Shared test and benchmark corpus for CityJSON data handling software.

This repository keeps the corpus contract in one place.

Where does the corpus come from?

  • Painstakingly curated and handwritten CityJSON spec conformance test cases in the cases/conformance/v2_0 folder.
  • Synthetic data generated by cityjson-fake for benchmarking particular workloads (eg. attribute-heavy, geometry-heavy etc.).
  • Real-world data downloaded from the 3DBAG and Basisvoorziening 3D projects.

Read In The Docs Site

If you are reading the repository through the docs site, start with:

  • ../index.md
  • ../shared-corpus.md
  • ../cases/index.md
  • ../contributing.md
  • ../independent-use.md
  • ../licensing.md

Repository Layout

  • cases/: source of truth. Each case folder contains the case metadata, the expected result, and the source or instructions for the artifact.
  • catalog/: derived machine-readable index built from cases/.
  • schemas/: JSON Schemas and the short glossary for controlled values.
  • scripts/: validation, catalog rendering, docs generation, and acquisition helpers.
  • pipelines/: notes about how derived benchmark outputs are built.
  • artifacts/: generated files, acquired files, and derived indexes.
  • docs/: hand-written docs and architecture notes.

Working Rules

  • cases/ is the source of truth.
  • catalog/ and artifacts/ are derived outputs.
  • Do not edit derived files by hand when a source file or build command owns them.
  • If you remove a case, run just clean before rebuilding docs so stale generated case pages do not remain in the site output.

Main Commands

  • just fmt: format Python files with ruff.
  • just lint: validate the repo.
  • just sync-catalog: rebuild ../reference/cases.md and artifacts/correctness-index.json.
  • just generate-data: materialize generated workload data and refresh artifacts/benchmark-index.json (requires cityjson-fake).
  • just acquire-3dbag: materialize the pinned 3DBAG workload artifacts.
  • just acquire-basisvoorziening-3d: materialize the pinned Basisvoorziening 3D workload artifacts via the PDOK OGC API.
  • just clean: remove generated outputs and generated docs pages.
  • just docs-build: build the ProperDocs site.
  • just docs-serve: serve the ProperDocs site locally.

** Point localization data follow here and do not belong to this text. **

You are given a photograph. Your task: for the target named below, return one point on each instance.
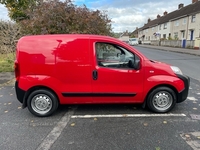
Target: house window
(164, 36)
(176, 23)
(160, 27)
(175, 35)
(193, 18)
(184, 20)
(165, 26)
(183, 33)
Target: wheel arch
(157, 86)
(24, 105)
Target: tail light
(16, 67)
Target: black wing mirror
(134, 64)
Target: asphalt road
(106, 127)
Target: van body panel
(67, 64)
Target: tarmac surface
(8, 78)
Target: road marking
(128, 115)
(57, 130)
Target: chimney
(194, 1)
(180, 6)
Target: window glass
(113, 56)
(193, 18)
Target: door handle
(95, 74)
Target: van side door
(114, 79)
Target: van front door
(114, 81)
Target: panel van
(53, 70)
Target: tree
(17, 8)
(64, 17)
(9, 34)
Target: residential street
(107, 127)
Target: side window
(113, 56)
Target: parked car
(52, 70)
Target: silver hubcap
(41, 103)
(162, 100)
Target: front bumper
(182, 96)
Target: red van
(91, 69)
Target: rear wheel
(42, 103)
(161, 100)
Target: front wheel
(42, 103)
(161, 100)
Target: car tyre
(42, 103)
(161, 100)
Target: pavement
(8, 78)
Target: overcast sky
(125, 14)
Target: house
(124, 37)
(181, 24)
(134, 34)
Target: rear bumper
(19, 92)
(182, 96)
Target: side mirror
(134, 64)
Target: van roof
(70, 35)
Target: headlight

just lint and just docs-build use the checked-in schemas/cityjson-fake-manifest.schema.json. Only just generate-data requires access to cityjson-fake.

Licensing

This repository now uses a dual-license model for repository-authored content:

  • LICENSE: Apache-2.0 for repository-authored code, scripts, schemas, and build logic.
  • LICENSE-DATA: CC BY 4.0 for repository-authored docs, metadata, and synthetic corpus content.
  • Acquired third-party data keeps the upstream license named in its acquisition.json.

Contributing

Contributions are welcome in all forms. You are welcome to create, refine, and delete cases by submitting a pull request and explaining the changes. For a detailed guide on how to contribute, see online documentation.

Use of AI in this project

ChatGPT 5.4 was used to scaffold the repository, develop the schemas and structure of the corpus, write the documentation. LLM-models do not generate the actual data files that are used in tests and benchmarks by the consuming software.